I have tested with three companies, and have very different results from all. AncestryDNA’s new result is totally different from the previous result, and is broad enough to be very accurate. So I definitely get that these results are to be taken with a grain of salt. But I do know people whose ancestors were from one place, and changed their names without telling their future children. DNA testing revealed where they were actually from, and this was a great revelation for the family. They were then able to do the genealogy work to find the connections. So while not what it is being sold as, still not totally useless. But the cousin matching is really where it’s at.
DNA is useful for African Americans who don’t ‘know’ which country they came from- as I ‘know’ I’m from Italy/Ireland etc… or even who a 2nd or third great grandparent was… DNA has open a firmly shut door to lots of research avenues…. we are thankful…
That’s a great point…and as someone who’s tree if 1/2 African-American, there is a huge value in knowing any firm fact given how few facts can be validated compared to European ancestry.
The point we were making was that knowledge doesn’t translate to genealogical/research value since it’s focusing on who our ancestors were 1000 years ago…which would encompass over 4 million people (give or take) and it won’t be able to reliably help us match to other DNA testers or to build out our trees. In fact, the hope that we can use their “Ethnicity” estimates to narrow down our DNA matches is just a sign of how poor the tools on Ancestry are! There is a large selection of Admixture tools on GEDmatch…which we’ve never used, because we have like 8 really valuable DNA tools to use to narrow our matches.

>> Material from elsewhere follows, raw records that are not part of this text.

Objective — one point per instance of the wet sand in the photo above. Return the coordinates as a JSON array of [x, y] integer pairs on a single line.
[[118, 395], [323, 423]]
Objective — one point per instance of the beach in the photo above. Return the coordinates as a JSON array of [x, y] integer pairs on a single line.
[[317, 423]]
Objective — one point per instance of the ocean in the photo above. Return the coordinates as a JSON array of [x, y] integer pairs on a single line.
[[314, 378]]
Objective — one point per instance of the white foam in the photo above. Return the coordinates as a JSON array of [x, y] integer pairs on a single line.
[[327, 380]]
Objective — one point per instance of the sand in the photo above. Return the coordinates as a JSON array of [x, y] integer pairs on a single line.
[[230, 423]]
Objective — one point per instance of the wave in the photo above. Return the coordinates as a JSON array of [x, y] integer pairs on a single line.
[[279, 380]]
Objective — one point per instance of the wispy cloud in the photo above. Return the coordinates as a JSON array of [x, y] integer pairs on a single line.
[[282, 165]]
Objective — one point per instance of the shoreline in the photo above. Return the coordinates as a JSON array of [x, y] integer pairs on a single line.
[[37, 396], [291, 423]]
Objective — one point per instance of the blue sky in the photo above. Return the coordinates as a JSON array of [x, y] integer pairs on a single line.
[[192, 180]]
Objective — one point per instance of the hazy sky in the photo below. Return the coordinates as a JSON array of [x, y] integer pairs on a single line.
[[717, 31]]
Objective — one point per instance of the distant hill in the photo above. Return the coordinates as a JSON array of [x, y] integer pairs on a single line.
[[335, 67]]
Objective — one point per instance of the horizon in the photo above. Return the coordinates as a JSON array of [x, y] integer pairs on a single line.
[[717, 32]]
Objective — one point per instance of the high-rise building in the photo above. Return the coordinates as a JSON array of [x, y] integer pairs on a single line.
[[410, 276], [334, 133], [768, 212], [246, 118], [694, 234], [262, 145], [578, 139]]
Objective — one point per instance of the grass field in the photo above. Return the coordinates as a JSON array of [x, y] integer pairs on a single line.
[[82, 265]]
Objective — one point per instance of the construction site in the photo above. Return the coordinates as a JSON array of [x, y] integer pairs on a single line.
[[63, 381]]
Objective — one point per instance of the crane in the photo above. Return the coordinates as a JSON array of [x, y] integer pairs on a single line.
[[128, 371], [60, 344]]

The other challenge is that, just like in many things, African populations are underserved in Ancestry’s reference samples for their admixture calculations. When we tested our African American ancestors, there were a TOTAL of 3,000 reference samples…only a small portion of which were African. Even now, as they expanded to 16,000 total samples, the number of African samples is likely much less than European. Native American populations are even more impacted. What it means is that the important connection to where home was isn’t based on good solid science, and we’re seeing our relatives we tested quite bothered by the sudden change. To build this connection to Nigeria because the admixture originally said that a relative was 38% Nigerian, only to have the new test say she’s 3% Nigerian (which could actually be 0-15%) means we’ve taken that one thing of value for African Americans in “Ethnicity” and shown them they can’t trust it. Our relatives are upset, and we won’t get anymore tests from them for at least awhile.
We’ve been looking at a trip to Africa through Roots to Glory (http://www.rootstoglory.com/) and if we had gone to Nigeria because we thought my wife was 38% Nigerian, built a connection to what we thought was home, and then found out later she’s essentially not Nigerian…it would be painful.
The risk of using admixture/ethnicity to sell these tests is that these changes will turn people off of testing. That testing has been SO key to building out parts of our tree where people did get recorded by the majority system, if people stop testing because of admixture, it’s going to set us all back.